Scientists discovered a 2.8 million years old jawbone that gives significant details about the evolution of the human species. The mandible of spotted by University of Arizona grad student Chalachew Seyoum in a site located in the Ledi-Geraru area of the Afar Region, in Ethiopia. The Afar Region is the place of numerous discoveries, but is best known for the discovery of the skeleton called Lucy, an Australopithecus afarensis, thought to be the immediate ancestor of the Homo genus. The jaw bone, found in January 2013, was discovered just a dozen miles from the place where Lucy was, in 1974.
The jawbone, or LD 350-1, is 2.8 million years ago, which makes it the oldest fossil of the Homo genus. This reveals that first humans date back even further in time than we thought. Until now, the oldest Homo fossil was from 2.35 million years ago. Lucy, the Australopithecus afarensis was a 3.2 million years old ape, considered to be our direct ancestor. But, until now, scientists didn`t know anything about the period that passed from Lucy to the 2.35 million years old Homo fossil.
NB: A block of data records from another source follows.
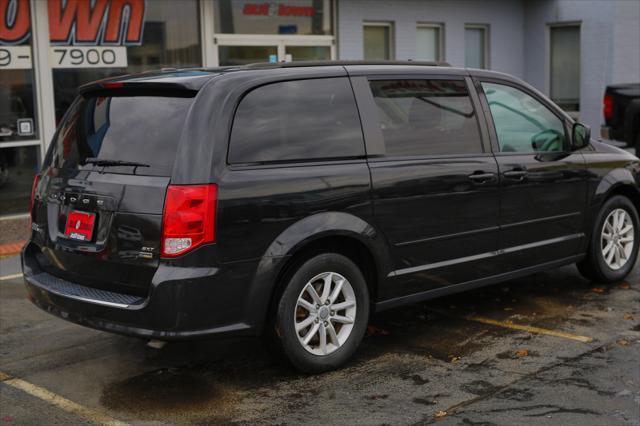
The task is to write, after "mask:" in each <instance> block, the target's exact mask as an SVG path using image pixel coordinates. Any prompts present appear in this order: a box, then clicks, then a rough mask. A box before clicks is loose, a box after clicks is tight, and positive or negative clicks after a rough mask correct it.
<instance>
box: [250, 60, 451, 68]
mask: <svg viewBox="0 0 640 426" xmlns="http://www.w3.org/2000/svg"><path fill="white" fill-rule="evenodd" d="M347 65H419V66H427V67H450V66H451V64H449V63H448V62H444V61H410V60H409V61H366V60H348V61H297V62H257V63H253V64H248V65H246V66H245V67H246V68H295V67H323V66H324V67H327V66H347Z"/></svg>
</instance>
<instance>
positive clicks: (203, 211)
mask: <svg viewBox="0 0 640 426" xmlns="http://www.w3.org/2000/svg"><path fill="white" fill-rule="evenodd" d="M217 202H218V186H217V185H215V184H210V185H169V187H168V188H167V196H166V198H165V201H164V212H163V214H162V241H161V250H160V251H161V254H162V256H163V257H176V256H181V255H183V254H185V253H187V252H189V251H191V250H193V249H195V248H196V247H199V246H201V245H203V244H207V243H213V242H215V226H216V205H217Z"/></svg>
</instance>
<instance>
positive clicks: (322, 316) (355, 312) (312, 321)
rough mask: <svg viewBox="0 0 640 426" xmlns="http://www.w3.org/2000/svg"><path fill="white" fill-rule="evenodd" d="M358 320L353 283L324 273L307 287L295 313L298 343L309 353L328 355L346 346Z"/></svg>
mask: <svg viewBox="0 0 640 426" xmlns="http://www.w3.org/2000/svg"><path fill="white" fill-rule="evenodd" d="M355 319H356V295H355V293H354V292H353V287H351V283H350V282H349V280H347V279H346V278H345V277H343V276H342V275H340V274H338V273H336V272H323V273H321V274H318V275H316V276H315V277H313V278H312V279H310V280H309V281H308V282H307V284H306V285H305V286H304V288H303V289H302V291H301V292H300V295H299V296H298V301H297V303H296V309H295V311H294V313H293V322H294V326H295V330H296V335H297V336H298V341H299V342H300V344H301V345H302V347H303V348H305V350H306V351H307V352H310V353H312V354H314V355H320V356H324V355H329V354H331V353H333V352H335V351H336V350H338V349H339V348H340V346H342V345H344V343H345V342H346V341H347V339H348V338H349V336H350V335H351V331H352V330H353V325H354V323H355Z"/></svg>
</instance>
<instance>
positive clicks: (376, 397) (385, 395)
mask: <svg viewBox="0 0 640 426" xmlns="http://www.w3.org/2000/svg"><path fill="white" fill-rule="evenodd" d="M367 398H369V399H372V400H374V401H375V400H376V399H387V398H389V395H369V396H368V397H367Z"/></svg>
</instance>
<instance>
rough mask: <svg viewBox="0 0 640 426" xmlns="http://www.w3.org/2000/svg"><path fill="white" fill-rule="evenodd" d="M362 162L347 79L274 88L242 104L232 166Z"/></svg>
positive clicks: (354, 103) (258, 92) (233, 121)
mask: <svg viewBox="0 0 640 426" xmlns="http://www.w3.org/2000/svg"><path fill="white" fill-rule="evenodd" d="M359 156H364V142H363V139H362V129H361V127H360V118H359V116H358V110H357V108H356V104H355V100H354V97H353V91H352V90H351V85H350V84H349V81H348V80H347V79H346V78H323V79H314V80H296V81H286V82H282V83H273V84H269V85H266V86H261V87H258V88H257V89H254V90H253V91H251V92H249V94H247V95H246V96H245V97H244V98H243V99H242V101H240V105H239V106H238V110H237V111H236V116H235V118H234V121H233V129H232V131H231V142H230V146H229V162H230V163H232V164H233V163H266V162H274V161H296V160H297V161H305V160H317V159H331V158H345V157H359Z"/></svg>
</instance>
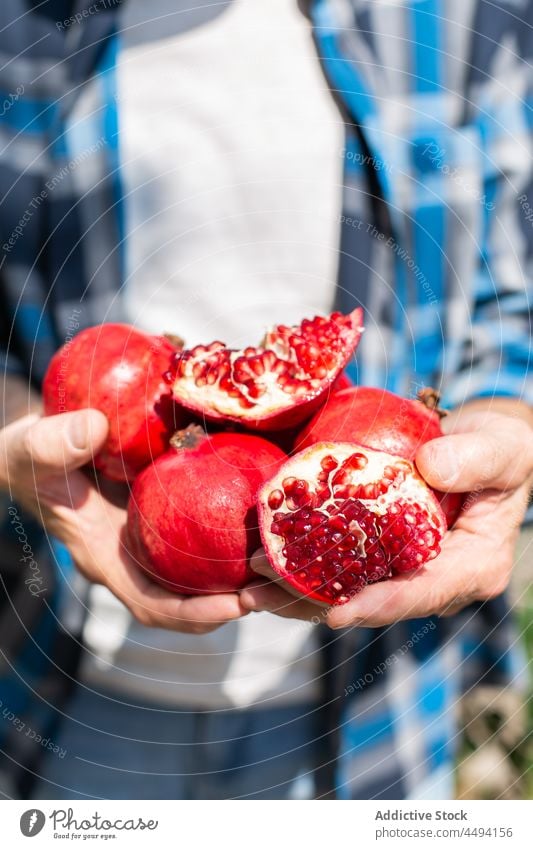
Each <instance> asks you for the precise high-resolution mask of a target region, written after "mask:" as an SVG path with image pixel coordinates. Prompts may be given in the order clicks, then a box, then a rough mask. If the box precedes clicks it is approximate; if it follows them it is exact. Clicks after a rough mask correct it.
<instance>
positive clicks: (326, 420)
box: [294, 386, 464, 527]
mask: <svg viewBox="0 0 533 849" xmlns="http://www.w3.org/2000/svg"><path fill="white" fill-rule="evenodd" d="M438 403H439V396H438V394H437V393H436V392H435V391H434V390H433V389H423V390H421V392H419V394H418V399H417V400H410V399H408V398H401V397H400V396H399V395H394V394H393V393H392V392H387V391H386V390H385V389H375V388H373V387H370V386H356V387H352V388H351V389H345V390H342V391H341V392H337V393H334V394H332V395H331V396H330V397H329V398H328V401H327V402H326V404H325V405H324V407H322V409H321V410H319V411H318V412H317V413H316V415H315V416H314V417H313V418H312V419H311V421H310V422H309V423H308V424H307V425H306V427H305V428H304V429H303V430H302V432H301V433H300V434H299V435H298V436H297V437H296V439H295V442H294V447H295V449H296V450H298V451H299V450H302V449H304V448H307V447H308V446H310V445H313V444H314V443H316V442H322V441H324V440H332V439H333V440H341V441H346V442H358V443H361V444H362V445H367V446H368V447H369V448H375V449H376V450H378V451H388V452H389V453H391V454H398V455H399V456H400V457H404V458H405V459H406V460H412V461H414V459H415V456H416V452H417V451H418V449H419V448H420V446H421V445H423V444H424V443H425V442H429V440H430V439H437V437H439V436H443V432H442V430H441V426H440V421H441V418H442V416H443V415H445V413H444V411H442V410H440V409H439V406H438ZM435 494H436V495H437V498H438V499H439V501H440V502H441V505H442V508H443V510H444V513H445V515H446V520H447V522H448V527H452V525H453V524H454V522H455V521H456V519H457V517H458V515H459V513H460V512H461V507H462V504H463V500H464V495H463V494H461V493H455V492H436V493H435Z"/></svg>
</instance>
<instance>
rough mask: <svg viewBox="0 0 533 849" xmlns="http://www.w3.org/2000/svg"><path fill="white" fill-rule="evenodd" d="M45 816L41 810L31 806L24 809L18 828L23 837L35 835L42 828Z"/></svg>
mask: <svg viewBox="0 0 533 849" xmlns="http://www.w3.org/2000/svg"><path fill="white" fill-rule="evenodd" d="M45 822H46V817H45V815H44V814H43V812H42V811H39V810H37V809H36V808H32V809H31V810H30V811H25V812H24V813H23V814H22V816H21V818H20V830H21V832H22V833H23V835H24V837H35V835H37V834H39V832H40V831H42V830H43V827H44V824H45Z"/></svg>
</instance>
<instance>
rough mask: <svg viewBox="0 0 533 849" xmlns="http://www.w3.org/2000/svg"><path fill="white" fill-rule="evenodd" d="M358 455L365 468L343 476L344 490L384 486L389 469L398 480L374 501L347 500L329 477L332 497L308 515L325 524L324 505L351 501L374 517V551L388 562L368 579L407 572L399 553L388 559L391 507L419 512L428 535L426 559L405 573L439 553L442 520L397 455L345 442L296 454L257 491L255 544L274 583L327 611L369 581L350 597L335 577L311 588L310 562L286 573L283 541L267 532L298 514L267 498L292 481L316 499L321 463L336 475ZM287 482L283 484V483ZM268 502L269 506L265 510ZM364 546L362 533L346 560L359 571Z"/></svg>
mask: <svg viewBox="0 0 533 849" xmlns="http://www.w3.org/2000/svg"><path fill="white" fill-rule="evenodd" d="M358 454H360V455H364V456H365V457H366V458H368V465H367V466H366V467H365V468H364V469H362V470H353V471H350V472H349V473H348V474H349V481H350V484H352V485H354V486H357V487H360V486H366V487H373V486H374V482H376V481H378V482H379V481H383V480H384V476H383V471H384V470H385V469H389V468H393V469H395V468H396V469H399V470H400V473H399V475H398V478H397V479H394V476H392V483H390V484H387V486H388V488H387V490H386V492H385V493H384V494H379V495H377V497H372V498H370V497H369V498H367V497H366V496H365V497H357V498H350V497H349V496H346V495H344V494H343V495H335V494H333V489H334V487H333V485H331V480H332V478H333V475H332V477H331V479H330V489H331V490H332V496H331V497H330V498H329V499H326V501H325V502H323V504H322V505H320V506H319V507H318V508H316V505H315V506H314V507H311V508H309V509H310V510H311V511H312V512H315V510H317V511H318V512H322V513H323V515H324V520H325V521H330V519H331V515H328V514H327V510H326V507H327V505H328V504H330V505H332V504H340V503H343V504H346V503H347V502H349V501H352V502H354V503H357V505H360V507H358V509H360V510H363V511H368V514H372V515H373V516H374V517H375V523H376V527H377V529H378V534H379V543H380V545H381V544H382V548H383V550H384V552H385V553H386V556H387V558H388V559H387V564H386V574H385V572H384V574H383V575H380V576H379V577H378V578H374V579H381V578H387V577H392V575H393V574H399V573H402V572H405V571H408V569H406V568H405V564H404V563H402V562H401V558H402V556H403V554H402V552H401V551H400V552H399V553H398V555H394V554H392V551H391V548H390V545H389V543H390V540H389V536H390V523H391V515H393V512H394V510H396V509H398V508H397V506H396V507H395V506H394V505H398V504H401V505H402V509H404V508H405V509H406V510H410V509H411V508H412V511H411V512H413V511H414V510H415V508H416V510H418V511H422V513H423V517H424V522H425V527H426V529H427V530H426V532H429V533H430V536H431V538H432V543H431V548H428V551H427V556H424V552H423V551H422V552H419V551H417V557H418V558H419V561H418V562H416V563H414V564H413V565H412V567H410V568H413V569H416V568H419V567H420V566H421V565H423V563H424V562H427V561H428V560H430V559H433V557H435V556H436V555H437V554H438V552H439V550H440V548H439V544H440V541H441V540H442V538H443V536H444V534H445V533H446V530H447V525H446V517H445V515H444V513H443V511H442V509H441V507H440V504H439V502H438V500H437V498H436V497H435V495H434V494H433V492H432V490H431V489H430V488H429V487H428V486H427V484H426V483H425V481H424V480H423V479H422V477H421V476H420V474H419V473H418V472H417V470H416V467H415V466H414V464H413V463H412V462H411V461H408V460H406V459H405V458H403V457H400V456H398V455H391V454H388V453H387V452H382V451H374V450H371V449H368V448H367V447H366V446H363V445H358V444H357V443H346V442H345V443H336V442H320V443H317V444H315V445H313V446H310V447H309V448H307V449H304V450H303V451H300V452H299V453H298V454H295V455H294V456H293V457H291V458H290V459H289V460H288V461H287V462H286V463H285V464H284V465H283V466H282V467H281V469H280V470H279V472H278V473H277V474H276V475H275V476H274V477H273V478H272V479H271V480H270V481H268V482H267V483H266V484H265V485H264V486H263V487H262V488H261V490H260V491H259V494H258V517H259V528H260V532H261V539H262V542H263V546H264V548H265V552H266V555H267V557H268V560H269V562H270V564H271V566H272V568H273V569H274V571H275V572H276V573H277V574H278V575H279V576H280V578H282V579H283V580H285V581H287V583H288V584H289V585H290V586H291V587H292V588H293V589H294V590H296V591H297V592H298V593H299V594H301V595H303V596H305V597H307V598H309V599H313V600H315V601H318V602H321V603H323V604H327V605H336V604H343V603H345V602H346V601H348V600H349V598H350V597H352V596H353V595H355V592H357V591H359V590H360V589H362V588H363V586H364V584H365V583H369V582H370V581H368V580H366V581H363V580H362V581H361V583H360V584H357V586H356V588H355V589H354V590H353V592H352V591H349V590H347V588H346V586H344V583H343V577H342V574H340V575H339V574H337V575H336V576H335V577H334V578H328V579H327V580H322V583H321V584H320V586H312V587H311V586H310V580H309V576H304V575H303V572H304V571H305V569H307V567H311V566H312V565H313V564H314V563H315V562H316V561H312V560H310V561H307V564H304V563H302V565H301V566H299V567H298V568H297V569H293V570H291V569H289V568H288V558H287V556H286V554H285V553H284V551H285V552H286V551H287V547H286V546H288V543H287V541H286V539H285V538H284V537H283V535H281V534H280V533H274V532H273V531H272V527H273V523H274V522H277V523H278V525H279V517H280V516H281V514H284V515H290V514H291V512H292V514H293V516H294V517H295V519H298V515H299V510H300V509H301V508H299V507H297V508H296V509H294V510H291V509H290V507H289V506H288V505H287V501H288V500H289V498H290V496H288V497H287V498H286V500H285V502H284V504H283V505H281V506H280V503H279V498H278V497H277V496H273V493H280V495H282V494H283V492H284V485H285V487H287V486H288V485H289V486H293V484H292V483H291V480H292V479H297V480H300V481H301V480H304V481H307V482H309V484H310V491H311V493H316V485H317V484H316V482H317V478H318V475H319V474H320V472H321V470H322V469H323V466H321V462H322V461H325V458H327V457H333V458H335V459H336V460H337V461H338V469H337V471H339V470H340V468H341V466H342V464H343V463H346V461H348V458H351V457H352V456H354V455H358ZM287 481H288V482H289V483H287ZM313 487H314V489H313ZM345 488H346V487H344V489H345ZM336 492H337V493H339V492H340V489H339V488H337V489H336ZM345 499H346V501H345ZM269 500H270V502H271V503H270V504H269ZM274 502H275V503H274ZM305 506H307V505H304V507H305ZM404 527H405V525H404ZM418 530H419V528H417V527H416V526H413V539H414V540H416V541H417V544H419V542H420V540H419V538H417V536H416V534H417V533H418ZM359 531H361V526H360V527H359ZM351 533H352V534H353V533H355V531H351ZM303 540H305V535H304V536H302V537H301V538H300V539H298V538H296V539H295V540H294V539H293V540H292V544H300V547H303V546H302V541H303ZM366 540H368V537H366ZM366 540H365V535H364V533H363V534H362V543H361V545H362V546H363V548H359V550H358V551H357V554H355V555H353V557H352V559H353V562H354V563H358V564H359V565H360V564H361V561H362V562H364V561H365V557H366V555H367V553H368V552H366V551H365V550H364V543H365V541H366ZM407 545H410V543H409V542H408V543H407ZM333 551H334V548H333V547H330V548H327V549H325V550H324V552H323V553H324V554H325V555H328V556H329V555H330V554H331V553H332V552H333ZM343 556H344V555H343ZM350 556H351V555H350ZM372 568H373V567H372ZM410 568H409V570H410ZM346 571H348V572H349V567H346ZM374 579H373V580H374ZM334 582H336V583H337V584H341V589H340V590H339V591H335V592H333V591H332V583H334ZM314 583H315V584H316V583H317V579H315V580H314Z"/></svg>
“The importance of the specimen is that it adds a data point to a period of time in our ancestry in which we have very little information”
said William H. Kimbel, the director of ASU’s Institute of Human Origins.
The jawbone is a reason for new questions and scientific investigations. Researchers are delighted to have found something to fill the mysterious gap between the skeleton Lucy and the 2.3 million years fossil, thought by now to belong to the first human being.
“It’s very much a transitional form, as would be expected at that age. The chin looks backwards in time. But the shape of the teeth looks forward.”
said Bill Kimbel, director of the Institute of Human Origins at the Arizona State University and discoverer of the earliest Homo fossil known until now, the 2.3 million years old AL 666-1 jaw, in 1994.
Researchers have already determined some facts about the being to whom the new jawbone belonged. It walked on two legs and lived in a hot, dry area. Scientists work to establish what it ate and if it used tools made of stone.
The hunt for human`s early ancestors` fossils is a challenging mission for paleoanthropologists. They say you could put the fossils in a shoe box, and still have room for a pair of shoes.